- Theatrical release poster
- Directed by: Sakthi Chidambaram
- Produced by: Vignesh Ealappan
- Starring: Yogi Babu Malavika Menon Rajendran
- Cinematography: M. V. Panneerselvam
- Edited by: Preetham
- Music by: Raj Aryan
- Production company: Bakiya Cinemass
- Release date: 24 September 2021;
- Country: India
- Language: Tamil

= Pei Mama =

2021 film by Sakthi Chidambaram

Pei Mama is a 2021 Indian horror comedy film directed by Sakthi Chidambaram and produced by Bakiya Cinemass. The film stars Yogi Babu, Malavika Menon, and Motta Rajendran, while Abhishek Vinod, M. S. Bhaskar, and Kovai Sarala play supporting roles. In the film, some spirits haunt a mansion in an attempt to serve justice to the owner who wronged them. posing as ghosthunters, a family of crooks ends up becoming a part of the fight.

The music was composed by Raj Aryan with cinematography by M. V. Panneerselvam and editing by Preetham. The film released on 24 September 2021.

== Production ==
In March 2019, Sakthi Chidambaram announced plans of making a film titled Pei Mama starring Vadivelu in the lead role. The actor later opted out of the project citing creative differences.

Sakthi Chidambaram became interested in casting Yogi Babu after media reports had suggested that the actor was set to replace Vadivelu in the shelved sequel to Imsai Arasan 23rd Pulikecei (2006). Despite initially being reluctant, the actor agreed to join the film and completed shooting for the film by November 2019. Comedy actor Krishnamoorthy suffered a heart attack and died during the making of the film in Kumily.

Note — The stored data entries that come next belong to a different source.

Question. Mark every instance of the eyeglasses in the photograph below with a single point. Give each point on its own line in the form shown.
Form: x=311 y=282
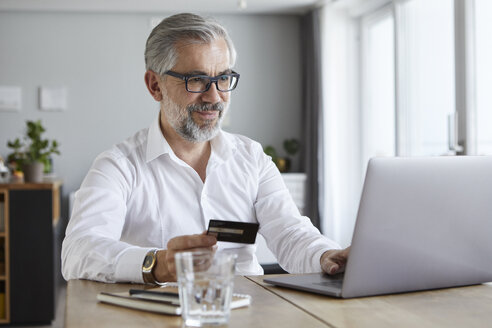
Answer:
x=201 y=83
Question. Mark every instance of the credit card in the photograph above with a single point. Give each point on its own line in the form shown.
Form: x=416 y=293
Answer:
x=233 y=231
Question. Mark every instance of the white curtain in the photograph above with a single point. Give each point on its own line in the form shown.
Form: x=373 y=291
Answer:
x=340 y=171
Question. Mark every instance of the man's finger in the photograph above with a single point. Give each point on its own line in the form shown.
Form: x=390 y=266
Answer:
x=193 y=241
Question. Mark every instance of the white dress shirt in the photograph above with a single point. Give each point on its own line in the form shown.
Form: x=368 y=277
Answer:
x=139 y=194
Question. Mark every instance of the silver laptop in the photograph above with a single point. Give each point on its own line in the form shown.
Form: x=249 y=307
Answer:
x=423 y=223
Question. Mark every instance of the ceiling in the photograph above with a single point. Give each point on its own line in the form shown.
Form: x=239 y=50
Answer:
x=152 y=6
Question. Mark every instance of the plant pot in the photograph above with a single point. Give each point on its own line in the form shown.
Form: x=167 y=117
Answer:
x=33 y=172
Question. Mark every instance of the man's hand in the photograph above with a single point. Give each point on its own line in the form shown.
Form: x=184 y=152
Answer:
x=165 y=269
x=334 y=260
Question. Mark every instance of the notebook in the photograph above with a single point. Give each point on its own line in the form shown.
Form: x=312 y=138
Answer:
x=159 y=299
x=423 y=223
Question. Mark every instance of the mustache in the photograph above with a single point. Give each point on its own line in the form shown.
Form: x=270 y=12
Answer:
x=206 y=107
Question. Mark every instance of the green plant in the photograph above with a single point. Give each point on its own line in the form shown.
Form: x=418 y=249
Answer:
x=33 y=148
x=270 y=151
x=291 y=146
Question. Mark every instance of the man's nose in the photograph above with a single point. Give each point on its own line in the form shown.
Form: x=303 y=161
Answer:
x=212 y=95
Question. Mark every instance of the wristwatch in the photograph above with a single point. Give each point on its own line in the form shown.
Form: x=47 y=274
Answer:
x=148 y=265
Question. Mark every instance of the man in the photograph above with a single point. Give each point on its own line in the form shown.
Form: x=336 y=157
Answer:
x=154 y=194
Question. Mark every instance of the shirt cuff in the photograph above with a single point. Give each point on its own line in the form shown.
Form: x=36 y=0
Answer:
x=129 y=264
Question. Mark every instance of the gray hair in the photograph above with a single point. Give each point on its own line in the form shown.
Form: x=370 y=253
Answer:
x=160 y=51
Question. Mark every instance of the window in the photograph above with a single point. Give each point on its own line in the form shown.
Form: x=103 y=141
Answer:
x=378 y=92
x=426 y=57
x=483 y=27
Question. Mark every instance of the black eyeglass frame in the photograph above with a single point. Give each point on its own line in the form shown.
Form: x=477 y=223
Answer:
x=211 y=79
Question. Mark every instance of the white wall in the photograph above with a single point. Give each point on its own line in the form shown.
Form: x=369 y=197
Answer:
x=99 y=58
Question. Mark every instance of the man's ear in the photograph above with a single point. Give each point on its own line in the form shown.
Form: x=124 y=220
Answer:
x=152 y=82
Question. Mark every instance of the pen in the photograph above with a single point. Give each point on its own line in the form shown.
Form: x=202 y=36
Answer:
x=153 y=292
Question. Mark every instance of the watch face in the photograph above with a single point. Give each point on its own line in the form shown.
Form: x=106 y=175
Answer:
x=148 y=262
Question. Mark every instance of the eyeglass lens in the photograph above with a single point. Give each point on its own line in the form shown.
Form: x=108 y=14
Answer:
x=201 y=83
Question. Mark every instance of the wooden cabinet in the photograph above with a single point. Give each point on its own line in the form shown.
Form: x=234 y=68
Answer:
x=4 y=258
x=29 y=254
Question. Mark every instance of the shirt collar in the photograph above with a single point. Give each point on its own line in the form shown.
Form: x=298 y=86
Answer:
x=223 y=145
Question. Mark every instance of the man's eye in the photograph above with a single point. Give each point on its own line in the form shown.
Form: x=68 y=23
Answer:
x=196 y=79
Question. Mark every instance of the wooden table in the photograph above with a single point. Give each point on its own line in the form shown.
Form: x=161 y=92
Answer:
x=279 y=307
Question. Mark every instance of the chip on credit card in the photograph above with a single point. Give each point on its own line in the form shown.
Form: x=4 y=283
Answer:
x=233 y=231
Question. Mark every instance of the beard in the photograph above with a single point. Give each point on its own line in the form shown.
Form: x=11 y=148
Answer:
x=181 y=119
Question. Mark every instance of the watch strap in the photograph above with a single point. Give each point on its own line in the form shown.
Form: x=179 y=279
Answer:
x=147 y=273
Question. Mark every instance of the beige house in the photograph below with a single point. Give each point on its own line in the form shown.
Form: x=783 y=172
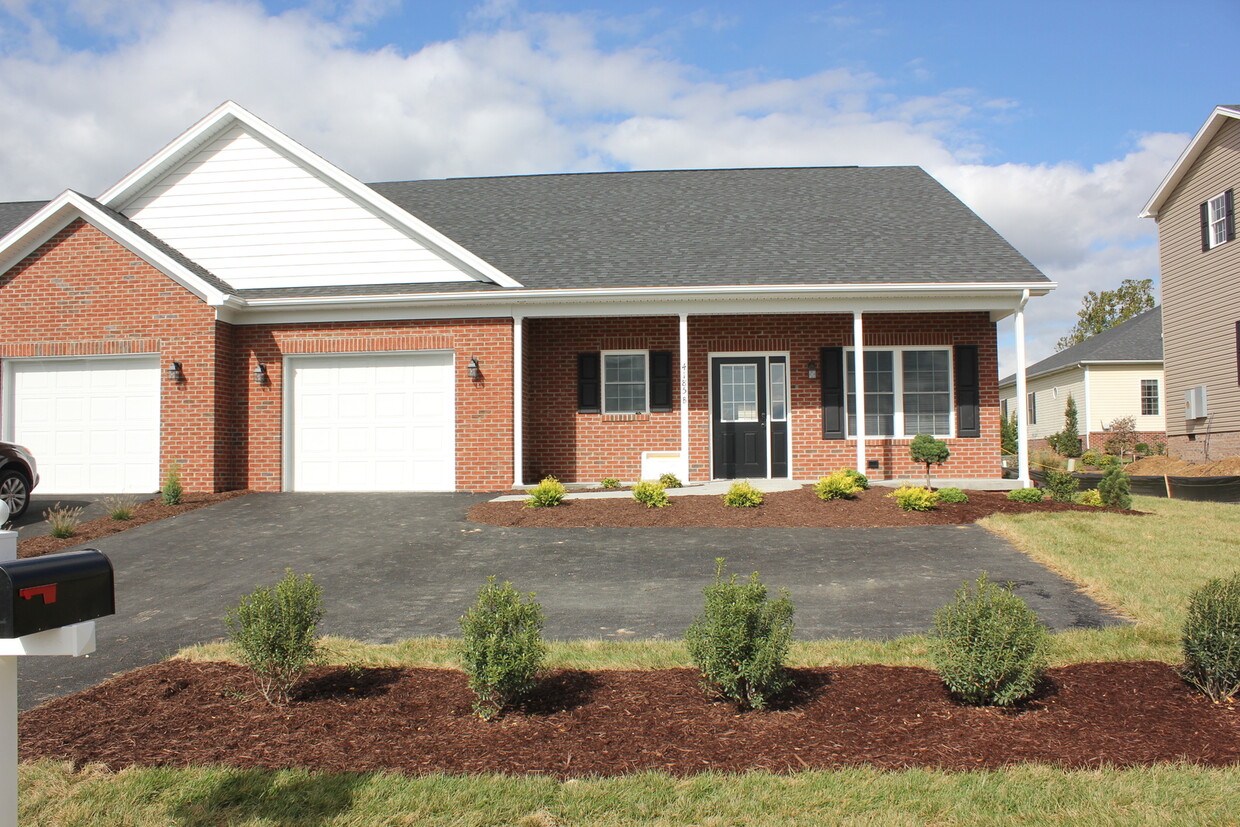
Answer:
x=1199 y=257
x=1112 y=375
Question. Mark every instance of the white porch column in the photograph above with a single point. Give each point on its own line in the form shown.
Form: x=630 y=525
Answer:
x=859 y=387
x=683 y=375
x=1022 y=432
x=517 y=407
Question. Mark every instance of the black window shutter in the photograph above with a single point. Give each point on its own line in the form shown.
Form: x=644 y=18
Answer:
x=660 y=381
x=831 y=361
x=969 y=415
x=588 y=399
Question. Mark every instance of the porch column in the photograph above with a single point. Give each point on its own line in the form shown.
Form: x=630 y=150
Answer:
x=685 y=392
x=1022 y=430
x=859 y=387
x=517 y=409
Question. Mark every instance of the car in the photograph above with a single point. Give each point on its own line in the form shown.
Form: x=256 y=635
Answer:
x=19 y=475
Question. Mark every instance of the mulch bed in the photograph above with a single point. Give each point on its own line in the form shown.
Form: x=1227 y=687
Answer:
x=418 y=720
x=145 y=512
x=784 y=508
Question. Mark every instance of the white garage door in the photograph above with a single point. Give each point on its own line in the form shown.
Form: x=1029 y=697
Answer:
x=92 y=424
x=373 y=423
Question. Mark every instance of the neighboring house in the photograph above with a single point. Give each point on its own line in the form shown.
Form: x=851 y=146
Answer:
x=243 y=308
x=1111 y=375
x=1199 y=258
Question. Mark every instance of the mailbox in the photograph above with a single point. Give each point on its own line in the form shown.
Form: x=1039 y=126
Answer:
x=55 y=590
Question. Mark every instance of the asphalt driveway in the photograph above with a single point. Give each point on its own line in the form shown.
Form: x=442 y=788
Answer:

In October 2020, the team held a function to release the audio soundtrack of the film. The event garnered attention as guests failed to adhere to the city's social distancing guidelines. As the film began promotions in September 2021, the film garnered criticism for morphing posters of the Hindi film Bhoot – Part One: The Haunted Ship (2020) to use for its own promotions.

== Soundtrack ==
The soundtrack was composed by Raj Aryan, collaborating with Yogi Babu for the second time after Gurkha (2019).

All lyrics by Sakthi Chidambaram.

Track listing
| No. | Title | Singer(s) | Length |
|---|---|---|---|
| 1. | "Hey Enna Vachi" | Senthil Ganesh, Rajalakshmi | 3:18 |
| 2. | "Pei Ottum" | Raj Aryan | 2:43 |
| 3. | "Maatikittanda" | Deva | 2:17 |
| 4. | "Engeyo Piranthen" | Varun, Ramya | 2:00 |
| 5. | "Vetta Vetta" | Priya Subramaniam | 2:16 |
| Total length: |  |  | 12:34 |

== Release and reception ==
The film was released on 24 September 2021 across Tamil Nadu. A critic from Times of India wrote "things turn rather uninspiring in the latter half with a very clichéd flashback and a generic climax". Tamil newspapers Maalai Malar and Vikatan gave the film negative reviews.

Within two weeks after its release, the film had its television premiere on Kalaignar TV on 14 October 2021 on the eve of Vijayadasami.